Language models lately have become so good at generating coherent text that some researchers hesitate to release them for fear they'll be misused to auto-generate disinformation. Yet they’re still bad at basic tasks like understanding nested statements and ambiguous language. A new advance shatters previous benchmarks related to comprehension, portending even more capable models to come.
What’s new: Researchers at Google Brain and Carnegie Mellon introduce XLNet, a pre-training algorithm for natural language processing systems. It helps NLP models (in this case, based on Transformer-XL) achieve state-of-the-art results in 18 diverse language-understanding tasks including question answering and sentiment analysis.
Key Insight: XLNet builds on BERT's innovation, but it differs in key ways:
- Language models typically evaluate the meaning of a word by looking at the words leading up to and following it. Previous algorithms like BERT examined those words in forward or backward order, or both. XLNet uses a variety of random permutations.
- BERT learns by masking words and trying to reconstruct them, but the masks aren't present during inference, which impacts accuracy. XLNet doesn't use masks, so it doesn't suffer from BERT's training/inference gap.
How it works: XLNet teaches a network to structure text into phrase vectors before fine-tuning for a specific language task.
- XLNet computes a vector for an entire phrase as well as each word sequence in it.
- It learns the phrase vector by randomly selecting a target word and learning to derive that word from the phrase vector.
- Doing this repeatedly for every word in a phrase forces the model to learn good phrase vectors.
- The trick is that individual words may not be processed sequentially. XLNet samples various word orders, producing a different phrase vector for each sample.
- By training over many randomly sampled orders, XLNet learns phrase vectors with invariance to word order.
Why it matters: NLP models using XLNet vectors achieved stellar results in a variety of tasks.
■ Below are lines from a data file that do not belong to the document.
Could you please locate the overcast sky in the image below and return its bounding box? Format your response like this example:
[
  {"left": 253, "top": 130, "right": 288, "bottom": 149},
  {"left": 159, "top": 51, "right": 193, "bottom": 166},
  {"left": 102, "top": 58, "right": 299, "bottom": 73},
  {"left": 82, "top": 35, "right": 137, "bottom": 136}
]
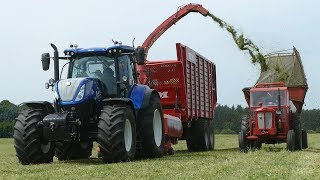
[{"left": 0, "top": 0, "right": 320, "bottom": 109}]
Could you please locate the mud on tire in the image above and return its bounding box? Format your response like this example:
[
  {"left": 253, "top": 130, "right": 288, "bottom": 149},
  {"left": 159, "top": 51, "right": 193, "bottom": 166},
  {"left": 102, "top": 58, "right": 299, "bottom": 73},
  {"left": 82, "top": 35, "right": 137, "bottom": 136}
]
[
  {"left": 137, "top": 93, "right": 165, "bottom": 158},
  {"left": 13, "top": 109, "right": 54, "bottom": 165},
  {"left": 98, "top": 105, "right": 136, "bottom": 163}
]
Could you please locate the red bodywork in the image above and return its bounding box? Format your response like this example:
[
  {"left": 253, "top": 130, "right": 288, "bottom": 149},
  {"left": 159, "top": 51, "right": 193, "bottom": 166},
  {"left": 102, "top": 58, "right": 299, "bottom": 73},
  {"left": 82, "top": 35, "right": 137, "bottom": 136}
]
[
  {"left": 243, "top": 82, "right": 307, "bottom": 143},
  {"left": 137, "top": 4, "right": 212, "bottom": 152},
  {"left": 144, "top": 43, "right": 217, "bottom": 150}
]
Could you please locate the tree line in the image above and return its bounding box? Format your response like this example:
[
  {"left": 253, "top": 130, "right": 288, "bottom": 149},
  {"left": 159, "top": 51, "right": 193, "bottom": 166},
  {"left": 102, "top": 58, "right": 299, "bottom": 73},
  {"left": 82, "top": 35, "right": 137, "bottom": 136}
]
[{"left": 0, "top": 100, "right": 320, "bottom": 138}]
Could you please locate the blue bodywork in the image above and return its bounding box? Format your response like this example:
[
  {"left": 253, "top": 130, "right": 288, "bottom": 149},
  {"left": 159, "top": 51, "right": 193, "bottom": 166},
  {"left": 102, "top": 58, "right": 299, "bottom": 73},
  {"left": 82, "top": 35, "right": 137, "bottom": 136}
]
[{"left": 55, "top": 45, "right": 150, "bottom": 110}]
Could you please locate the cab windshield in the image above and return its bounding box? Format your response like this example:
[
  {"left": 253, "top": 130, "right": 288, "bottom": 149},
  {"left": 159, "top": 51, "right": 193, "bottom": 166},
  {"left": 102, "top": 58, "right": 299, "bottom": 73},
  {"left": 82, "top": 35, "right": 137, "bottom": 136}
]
[
  {"left": 69, "top": 55, "right": 132, "bottom": 94},
  {"left": 250, "top": 90, "right": 287, "bottom": 107}
]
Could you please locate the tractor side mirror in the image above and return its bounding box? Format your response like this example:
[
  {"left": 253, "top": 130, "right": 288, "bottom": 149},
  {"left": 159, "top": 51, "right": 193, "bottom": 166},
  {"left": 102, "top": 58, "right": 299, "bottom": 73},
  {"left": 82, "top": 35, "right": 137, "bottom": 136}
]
[
  {"left": 41, "top": 53, "right": 50, "bottom": 71},
  {"left": 135, "top": 47, "right": 146, "bottom": 65}
]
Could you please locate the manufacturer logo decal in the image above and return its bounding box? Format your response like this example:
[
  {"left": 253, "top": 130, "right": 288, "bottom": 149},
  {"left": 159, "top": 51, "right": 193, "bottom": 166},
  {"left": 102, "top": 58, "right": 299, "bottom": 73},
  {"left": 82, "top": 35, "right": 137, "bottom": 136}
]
[{"left": 159, "top": 91, "right": 169, "bottom": 98}]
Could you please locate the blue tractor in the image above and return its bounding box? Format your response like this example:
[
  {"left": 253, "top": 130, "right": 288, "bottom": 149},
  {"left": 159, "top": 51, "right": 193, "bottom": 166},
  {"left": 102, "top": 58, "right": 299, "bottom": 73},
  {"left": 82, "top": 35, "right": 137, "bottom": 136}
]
[{"left": 14, "top": 44, "right": 165, "bottom": 164}]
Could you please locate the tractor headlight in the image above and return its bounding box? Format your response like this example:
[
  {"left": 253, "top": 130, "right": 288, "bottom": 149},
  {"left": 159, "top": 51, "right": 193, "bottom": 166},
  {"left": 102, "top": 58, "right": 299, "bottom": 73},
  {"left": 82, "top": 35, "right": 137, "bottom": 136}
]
[{"left": 75, "top": 84, "right": 85, "bottom": 101}]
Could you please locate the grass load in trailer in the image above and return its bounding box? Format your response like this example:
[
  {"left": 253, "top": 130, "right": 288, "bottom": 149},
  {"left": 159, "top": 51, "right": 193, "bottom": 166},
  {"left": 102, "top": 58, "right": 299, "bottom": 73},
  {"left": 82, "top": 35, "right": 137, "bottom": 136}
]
[{"left": 142, "top": 43, "right": 217, "bottom": 151}]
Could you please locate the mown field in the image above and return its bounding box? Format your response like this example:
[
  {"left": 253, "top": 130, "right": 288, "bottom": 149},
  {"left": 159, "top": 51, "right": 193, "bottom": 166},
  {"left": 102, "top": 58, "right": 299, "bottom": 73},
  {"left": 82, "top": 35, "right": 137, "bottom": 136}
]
[{"left": 0, "top": 134, "right": 320, "bottom": 179}]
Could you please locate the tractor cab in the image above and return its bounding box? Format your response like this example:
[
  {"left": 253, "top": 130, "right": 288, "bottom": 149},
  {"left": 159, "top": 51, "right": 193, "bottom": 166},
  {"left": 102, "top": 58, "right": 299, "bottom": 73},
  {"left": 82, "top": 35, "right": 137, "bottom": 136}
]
[
  {"left": 250, "top": 84, "right": 290, "bottom": 136},
  {"left": 250, "top": 87, "right": 289, "bottom": 109},
  {"left": 64, "top": 46, "right": 137, "bottom": 98}
]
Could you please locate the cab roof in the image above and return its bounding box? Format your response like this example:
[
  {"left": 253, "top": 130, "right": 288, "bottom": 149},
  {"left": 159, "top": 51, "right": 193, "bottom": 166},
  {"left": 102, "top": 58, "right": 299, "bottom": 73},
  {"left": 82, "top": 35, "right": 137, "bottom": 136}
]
[{"left": 64, "top": 45, "right": 135, "bottom": 56}]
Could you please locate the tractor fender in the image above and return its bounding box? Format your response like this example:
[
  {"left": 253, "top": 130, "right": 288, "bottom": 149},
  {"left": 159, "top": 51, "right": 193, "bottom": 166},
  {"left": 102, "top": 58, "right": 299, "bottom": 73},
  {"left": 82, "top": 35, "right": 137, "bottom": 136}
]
[
  {"left": 103, "top": 98, "right": 134, "bottom": 110},
  {"left": 129, "top": 85, "right": 159, "bottom": 110},
  {"left": 19, "top": 101, "right": 55, "bottom": 114}
]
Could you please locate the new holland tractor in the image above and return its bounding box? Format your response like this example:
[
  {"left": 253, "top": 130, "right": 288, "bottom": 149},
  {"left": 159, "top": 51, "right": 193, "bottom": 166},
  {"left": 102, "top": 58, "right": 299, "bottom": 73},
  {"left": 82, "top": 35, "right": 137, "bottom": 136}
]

They answered multiple-choice questions 7.6 percent more accurately than the previous state of the art (other efforts have yielded less than 1 percent improvement) and classified subject matter with 98.6 percent accuracy, 3 percent better than the previous state of the art.
Takeaway: XLNet’s output can be applied to a variety of NLP tasks, raising the bar throughout the field. It takes us another step toward a world where computers can decipher what we’re saying — even ambiguous yet grammatical sentences like “the old man the boat” — and stand in for human communications in a range of contexts.